Expand description
Circuit breaker pattern for preventing cascading failures.
Implements the circuit breaker reliability pattern to protect Iron Runtime from cascading failures when upstream LLM providers become unavailable. Automatically opens circuits after threshold failures, preventing wasted requests to failing services.
§Purpose
This crate provides fault tolerance for LLM provider integration:
- Detect failing services through failure rate monitoring
- Prevent cascading failures by short-circuiting bad requests
- Auto-recovery with configurable timeout periods
- Per-service state isolation
§Circuit Breaker States
The circuit breaker follows a three-state model:
-
Closed: Normal operation, requests pass through. Failure counter increments on each failure. Transitions to Open when failures reach threshold.
-
Open: Circuit is open, requests fail fast without hitting upstream service. Prevents wasted resources on known-bad endpoints. Transitions to HalfOpen after timeout expires.
-
HalfOpen: Trial period, allows limited requests to test recovery. First success closes circuit. First failure reopens circuit.
§Key Types
CircuitBreaker- Main circuit breaker with per-service state trackingCircuitState- Circuit state enum (Closed, Open, HalfOpen)
§Public API
§Basic Usage
use iron_reliability::CircuitBreaker;
// Create breaker: 5 failures triggers open, 60s timeout
let breaker = CircuitBreaker::new(5, 60);
// Check before making request
if breaker.is_open("openai") {
// Circuit open, fail fast
return Err("Service unavailable");
}
// Make request...
match make_llm_request() {
Ok(response) => {
breaker.record_success("openai");
Ok(response)
}
Err(e) => {
breaker.record_failure("openai");
Err(e)
}
}§Integration Pattern
use iron_reliability::CircuitBreaker;
use std::sync::Arc;
struct LlmRouter {
breaker: Arc<CircuitBreaker>,
}
impl LlmRouter {
fn route_request(&self, provider: &str) -> Result<(), String> {
// Fast-fail if circuit open
if self.breaker.is_open(provider) {
return Err(format!("Circuit open for {}", provider));
}
// Attempt request
match self.call_provider(provider) {
Ok(resp) => {
self.breaker.record_success(provider);
Ok(resp)
}
Err(e) => {
self.breaker.record_failure(provider);
Err(e)
}
}
}
fn call_provider(&self, provider: &str) -> Result<(), String> {
// Implementation...
}
}§Configuration
Circuit breaker behavior is controlled by two parameters:
-
failure_threshold: Number of consecutive failures before opening circuit.
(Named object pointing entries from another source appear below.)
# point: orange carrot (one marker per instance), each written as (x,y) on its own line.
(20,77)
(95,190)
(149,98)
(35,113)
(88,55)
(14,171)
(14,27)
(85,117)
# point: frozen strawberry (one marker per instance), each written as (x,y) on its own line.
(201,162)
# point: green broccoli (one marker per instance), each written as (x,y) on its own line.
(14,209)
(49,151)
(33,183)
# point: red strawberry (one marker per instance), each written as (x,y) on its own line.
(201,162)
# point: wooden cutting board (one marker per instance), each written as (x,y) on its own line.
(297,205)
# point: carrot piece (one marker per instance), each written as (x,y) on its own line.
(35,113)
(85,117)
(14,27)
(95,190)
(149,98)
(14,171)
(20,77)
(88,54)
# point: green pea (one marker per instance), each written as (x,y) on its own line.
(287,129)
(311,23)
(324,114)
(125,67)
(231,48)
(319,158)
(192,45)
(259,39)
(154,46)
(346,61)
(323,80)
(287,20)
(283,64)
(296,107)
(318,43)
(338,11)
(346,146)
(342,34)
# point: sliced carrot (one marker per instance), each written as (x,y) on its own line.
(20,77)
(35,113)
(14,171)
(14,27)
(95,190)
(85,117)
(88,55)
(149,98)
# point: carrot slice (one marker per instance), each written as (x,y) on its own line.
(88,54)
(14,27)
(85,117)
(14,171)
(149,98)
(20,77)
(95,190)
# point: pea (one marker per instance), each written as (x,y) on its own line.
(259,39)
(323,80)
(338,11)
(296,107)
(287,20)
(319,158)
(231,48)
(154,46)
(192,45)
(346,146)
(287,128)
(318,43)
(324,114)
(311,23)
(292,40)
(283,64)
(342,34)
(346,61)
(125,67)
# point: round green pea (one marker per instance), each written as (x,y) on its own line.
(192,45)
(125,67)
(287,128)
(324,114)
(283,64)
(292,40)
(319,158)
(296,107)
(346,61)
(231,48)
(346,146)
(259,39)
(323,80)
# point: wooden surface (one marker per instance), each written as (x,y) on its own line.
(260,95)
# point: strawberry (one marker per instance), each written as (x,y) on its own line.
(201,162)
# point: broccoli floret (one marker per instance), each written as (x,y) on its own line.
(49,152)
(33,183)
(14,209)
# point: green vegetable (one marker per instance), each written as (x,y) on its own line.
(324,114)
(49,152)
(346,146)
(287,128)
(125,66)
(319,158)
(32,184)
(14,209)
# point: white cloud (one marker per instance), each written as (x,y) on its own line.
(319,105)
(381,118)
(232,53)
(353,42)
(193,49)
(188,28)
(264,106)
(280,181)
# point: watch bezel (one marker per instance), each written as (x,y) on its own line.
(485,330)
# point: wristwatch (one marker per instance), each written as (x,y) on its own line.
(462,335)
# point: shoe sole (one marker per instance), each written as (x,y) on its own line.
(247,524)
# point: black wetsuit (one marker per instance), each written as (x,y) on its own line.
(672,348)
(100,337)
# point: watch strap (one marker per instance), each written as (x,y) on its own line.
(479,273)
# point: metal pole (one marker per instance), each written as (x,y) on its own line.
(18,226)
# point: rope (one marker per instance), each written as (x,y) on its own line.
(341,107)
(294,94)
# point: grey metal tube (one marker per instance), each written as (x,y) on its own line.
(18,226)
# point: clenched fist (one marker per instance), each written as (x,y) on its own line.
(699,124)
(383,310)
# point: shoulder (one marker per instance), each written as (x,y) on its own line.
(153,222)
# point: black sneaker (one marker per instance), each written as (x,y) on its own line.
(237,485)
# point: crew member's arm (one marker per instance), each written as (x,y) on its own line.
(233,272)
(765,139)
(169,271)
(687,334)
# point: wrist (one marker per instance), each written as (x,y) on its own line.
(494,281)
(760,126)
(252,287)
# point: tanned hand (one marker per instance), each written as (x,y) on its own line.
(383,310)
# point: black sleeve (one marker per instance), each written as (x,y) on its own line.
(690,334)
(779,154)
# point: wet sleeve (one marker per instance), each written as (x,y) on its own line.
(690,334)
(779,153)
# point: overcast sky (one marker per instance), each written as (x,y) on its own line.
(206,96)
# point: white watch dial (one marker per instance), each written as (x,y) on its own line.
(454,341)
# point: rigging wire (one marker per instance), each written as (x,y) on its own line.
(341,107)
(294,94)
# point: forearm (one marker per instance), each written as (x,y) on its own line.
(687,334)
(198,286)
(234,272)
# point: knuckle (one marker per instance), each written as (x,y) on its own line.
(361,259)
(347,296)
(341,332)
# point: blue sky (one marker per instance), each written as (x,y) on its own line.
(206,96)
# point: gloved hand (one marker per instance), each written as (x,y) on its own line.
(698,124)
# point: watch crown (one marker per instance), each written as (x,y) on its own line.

Higher values tolerate transient failures. Lower values provide faster detection. Typical: 3-10 failures.
-
timeout_secs: How long circuit stays open before attempting recovery. Longer timeouts reduce load on failing services. Shorter timeouts enable faster recovery. Typical: 30-120 seconds.
§Thread Safety
CircuitBreaker is thread-safe and designed for concurrent access.
Internal state uses Arc<Mutex<>> for safe sharing across request handlers.